Siyahlara Bürünüp Ölümden Kaçan Kabil’in Yası

Yasın belki de bilinen en büyük sembolü siyah renktir. Yasta olunduğu, acılı olunduğu anlaşılsın diye siyah renk giysiler giyilmektedir. Oysa böyle bir zorunluluk yoktur. Açık renk giysi de giyilebilir. Fakat açık renk giysi giyilmesi halinde yasın tutulmadığı hatta mutlu olunduğu izlenimi uyanacaktır. Sadece bu durum dahi göstermektedir ki yas sürecinde toplum kurallarına sıkışmış bir insan vardır. Siyah  renk giymek batıdan alınan bir ritüeldir. Hristiyan anlayışına göre ruhlar tarafından görünmemek için siyah renk giysi giyilmektedir. Yine bu alışkanlığın İslamiyette karşılığı yoktur. Siyah, kötü olanla, korkulanla özdeşleştirildiği  için yas evresinde tercih edilmiştir. Ölüm de bilinmeyen bir korkudur. Yas tutanı ölümün gizeminde koruyan-koruyucu bir dış kalkandır. Yas süreci ölen kişiye yönelik yoğun duyguların, öfkenin azalmasıyla sona ermektedir. Sürecin sonlanması ölenin unutulduğu anlamına gelmemelidir. Yas içe doğru kaymıştır.

Kayıp yaşayan insanların yaşamla ilişkisi, diğer insanlar gibi değildir. O, artık her an sevdiklerini kaybetme korkusuyla iç içedir. Çelişkisi devam etse bile özneye dair bu çelişki, acının var olduğu gerçeğini değiştiremez; yalnızca acının kaynağının ne olduğu, hangi dinamikler doğrultusunda gerçekleştiği sonucunu ortaya koyulabilir. Ölümün ambivalensi  bütün insanlarda devam etmektedir. Çünkü her insan kendi kardeşinin Kabil’idir.

Buradayım, çünkü benim yerime bir arkadaşım, bir tanıdığım, meçhul bir kişi öldü.

         

 

KAYNAKÇA

Psikanaliz Yazıları (Baharlık Kitap Dizisi 4) Bağlam Yayınları, İlkbahar 2002, İstanbul.

Zygmunt Bauman, Ölümlülük, Ölümsüzlük ve Diğer Hayat Stratejileri, Ayrıntı Yayınları,  2012, İstanbul.
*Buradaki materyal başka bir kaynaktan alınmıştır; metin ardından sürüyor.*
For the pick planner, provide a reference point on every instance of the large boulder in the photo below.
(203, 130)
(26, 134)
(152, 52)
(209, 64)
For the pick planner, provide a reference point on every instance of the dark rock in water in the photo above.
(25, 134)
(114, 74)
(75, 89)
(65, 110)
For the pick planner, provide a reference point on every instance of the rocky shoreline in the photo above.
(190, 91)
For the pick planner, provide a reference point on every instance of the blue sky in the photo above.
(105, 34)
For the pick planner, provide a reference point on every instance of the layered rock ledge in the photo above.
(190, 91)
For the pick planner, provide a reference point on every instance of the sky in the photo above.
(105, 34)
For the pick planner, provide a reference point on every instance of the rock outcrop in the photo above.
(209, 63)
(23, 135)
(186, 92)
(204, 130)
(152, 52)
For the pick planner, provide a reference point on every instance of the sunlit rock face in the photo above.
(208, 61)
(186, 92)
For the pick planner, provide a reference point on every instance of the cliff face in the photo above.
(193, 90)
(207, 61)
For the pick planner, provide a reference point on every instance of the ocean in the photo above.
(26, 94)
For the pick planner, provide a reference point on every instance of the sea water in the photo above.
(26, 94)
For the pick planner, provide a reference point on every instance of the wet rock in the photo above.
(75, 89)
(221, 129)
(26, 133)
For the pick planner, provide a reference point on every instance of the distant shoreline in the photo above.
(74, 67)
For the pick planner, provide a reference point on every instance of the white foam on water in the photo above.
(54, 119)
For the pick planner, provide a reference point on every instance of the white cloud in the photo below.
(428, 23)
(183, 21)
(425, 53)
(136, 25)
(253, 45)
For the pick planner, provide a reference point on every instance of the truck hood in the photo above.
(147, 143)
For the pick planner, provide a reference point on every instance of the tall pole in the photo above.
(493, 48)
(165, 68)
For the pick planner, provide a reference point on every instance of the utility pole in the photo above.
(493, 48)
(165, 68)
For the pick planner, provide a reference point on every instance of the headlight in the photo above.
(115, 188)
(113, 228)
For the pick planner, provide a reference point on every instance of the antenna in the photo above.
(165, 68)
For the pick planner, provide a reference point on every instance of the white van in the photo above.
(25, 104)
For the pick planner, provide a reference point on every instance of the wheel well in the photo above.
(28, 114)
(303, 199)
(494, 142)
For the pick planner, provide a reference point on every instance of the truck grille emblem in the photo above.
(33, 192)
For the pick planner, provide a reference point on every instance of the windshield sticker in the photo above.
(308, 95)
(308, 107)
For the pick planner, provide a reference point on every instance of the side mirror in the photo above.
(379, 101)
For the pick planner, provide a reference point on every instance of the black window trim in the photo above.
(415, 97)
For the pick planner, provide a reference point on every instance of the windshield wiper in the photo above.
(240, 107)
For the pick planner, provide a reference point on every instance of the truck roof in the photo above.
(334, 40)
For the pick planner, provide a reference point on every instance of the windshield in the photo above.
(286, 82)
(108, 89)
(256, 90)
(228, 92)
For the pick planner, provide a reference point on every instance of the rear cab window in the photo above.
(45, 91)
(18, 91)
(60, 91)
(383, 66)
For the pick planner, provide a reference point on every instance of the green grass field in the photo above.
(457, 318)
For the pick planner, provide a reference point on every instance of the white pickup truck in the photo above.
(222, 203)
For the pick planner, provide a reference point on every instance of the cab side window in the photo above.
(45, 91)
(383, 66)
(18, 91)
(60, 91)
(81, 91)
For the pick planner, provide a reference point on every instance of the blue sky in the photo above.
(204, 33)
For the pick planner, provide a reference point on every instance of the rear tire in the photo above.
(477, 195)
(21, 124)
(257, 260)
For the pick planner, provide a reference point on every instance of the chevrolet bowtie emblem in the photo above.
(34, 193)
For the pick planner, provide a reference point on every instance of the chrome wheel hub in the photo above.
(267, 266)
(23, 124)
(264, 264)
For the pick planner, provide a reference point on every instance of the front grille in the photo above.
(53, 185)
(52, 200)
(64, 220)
Sigmund Freud, Totem ve Tabu, Say Yayınları, 2014, İstanbul.

Vladimir Jankelevitch, Ölümü Düşünmek, Monokl Yayınları, 2012, İstanbul.

Giorgio Agamben, Tanık ve Arşiv (Auschwitz’den Artakalanlar), Çeviren; Ali İhsan Başgül,  Dipnot Yayınları, Ankara.